"...Can you make Aleppo soap with just normal Cold Process, Olive oil and Lye water and add Bay Laurel oil after trace? ..."
Yes, but why add the bay laurel oil after trace? That will not work to ensure the BL oil is the superfat -- the lye is still very active at trace and will saponify what it wants. If you specifically want the BL oil to be the superfat, you will need to hot process the soap and add the BL oil after the cook.
"...Do you think the Syrians went through that convoluted process just because they could measure the Lye percentages very accurately? ..."
Do you mean "...because they could ~not~ measure the Lye percentages..."?
If so, the answer is "yes" and "no". It's more complicated than that -- and here is a very simple but still complicated answer:
There are two types of "salting" as used in soap making.
Originally, only soft soaps could be made because the lye used for soap making was collected from ashes harvested from the burning of certain types of plants. The ashes contained mostly potassium salts, and these ashes were leached with water to dissolve the potassium salts and form a potassium lye.
The soaping fats were warmed in a large kettle, the lye solution was added, the mixture was stirred and boiled over a fire, more water and lye were added as needed, and the mixture was allowed to saponify. When the saponification was complete, common salt was sometimes added to the soap paste to force some of the potassium soap to convert into sodium soap. This paste was poured into containers for use. The salting step made the soft soap somewhat firmer and easier to handle and use, although the soap was still soft and paste-like. The sodium soaps in the paste were less soluble in water, so the soap would last somewhat longer. This type of soap was probably something like modern-day soft shaving soaps or "cream soap".

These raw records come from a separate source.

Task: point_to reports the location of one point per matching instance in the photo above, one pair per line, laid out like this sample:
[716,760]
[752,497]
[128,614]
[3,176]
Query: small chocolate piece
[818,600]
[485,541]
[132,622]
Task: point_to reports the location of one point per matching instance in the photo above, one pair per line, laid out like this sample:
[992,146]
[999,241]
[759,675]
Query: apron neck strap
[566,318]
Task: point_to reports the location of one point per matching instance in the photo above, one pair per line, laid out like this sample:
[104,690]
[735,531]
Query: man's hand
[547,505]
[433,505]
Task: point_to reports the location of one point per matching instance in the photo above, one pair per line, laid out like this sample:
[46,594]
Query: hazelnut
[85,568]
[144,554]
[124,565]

Later on in the early 1800s, soap was made with a sodium lye rather than a potassium lye. This changed the "normal" type of soap from a soft paste soap to a hard bar soap, similar to what we are familiar with today. This occurred when people figured out how to make sodium hydroxide (caustic soda) from soda ash and lime, so soap makers weren't limited to using the potassium lye from ashes.
This sodium soap was made pretty much as described above -- the difference comes after the soap is mostly or fully saponified. At that point, the soap is a hot, liquid mass partly mixed into and partly floating on a watery solution of glycerin, salt, impurities from the soap ingredients, and spent (used up) lye. Believe it or not, adding salt to this mixture will cause the soap to become almost completely insoluble in water, and the soap would form curds and float to the top of the soap kettle. This was called "graining" the soap. After a settling period, the water layer underneath the soap curds was drained off. This washing and draining procedure could be repeated several times, depending on what kind of soap the soapmaker wanted to make. The "grained" soap was poured into molds to cool and harden, and then cut into bars for sale.
Actually, commercially produced soap is still made today with a "boiled" method where lye is gradually added until the fats are just saponified. Only handcrafters make cold-process or hot-process soap using a superfat as "insurance" against the error in our calculations. In some respects, the boiled method has advantages, because no one can truly predict exactly how much lye is required to saponify fats and the boiled method allows for this fact.
Handcrafted soaping is actually more prone to error because the saponification values we use to create our recipes are basically estimates. These values may be very good estimates, but are still not precise measures of the fats actually in our soap pots. We just design recipes in a way that usually forces any error to be extra superfat, rather than extra lye.
Henry Gathmann, author of a commercial soapmaking text written in the late 1800s, talked a lot about the alternatives to the boiled soapmaking method. He described the cold process method and the half-boiled method (basically a hot process method). He felt these methods made soap that was less desirable in some ways than a fully boiled soap, because the impurities from the soaping fats were not removed. He wrote:
"...cold-made soap, therefore, contains—like half-boiled soap—all the impurities that may have been introduced with the stock, all the water used for making the lye, the foreign salts that may have been contained in the caustic, the glycerine formed during the formation of the soap, and also more or less of the raw materials in an uncombined state...."
He went on to explain the cold and half boiled methods were easier to do when making small batches, so small commercial (and home) soap makers were pretty much limited to using these methods versus the "full boiled" method. Gathmann went on to say:
"...The boiling of soap requires apparatus, labor, and time, which are too expensive to apply except for a fairly large batch, to say nothing of the practical impossibility of properly finishing a small batch of soap by boiling. In connection with this there is the further advantage that by the cold process a batch of soap can be turned out on very short notice, and certainly much more rapidly than by boiling...."
Probably too much info to answer such a short question ... but there ya go!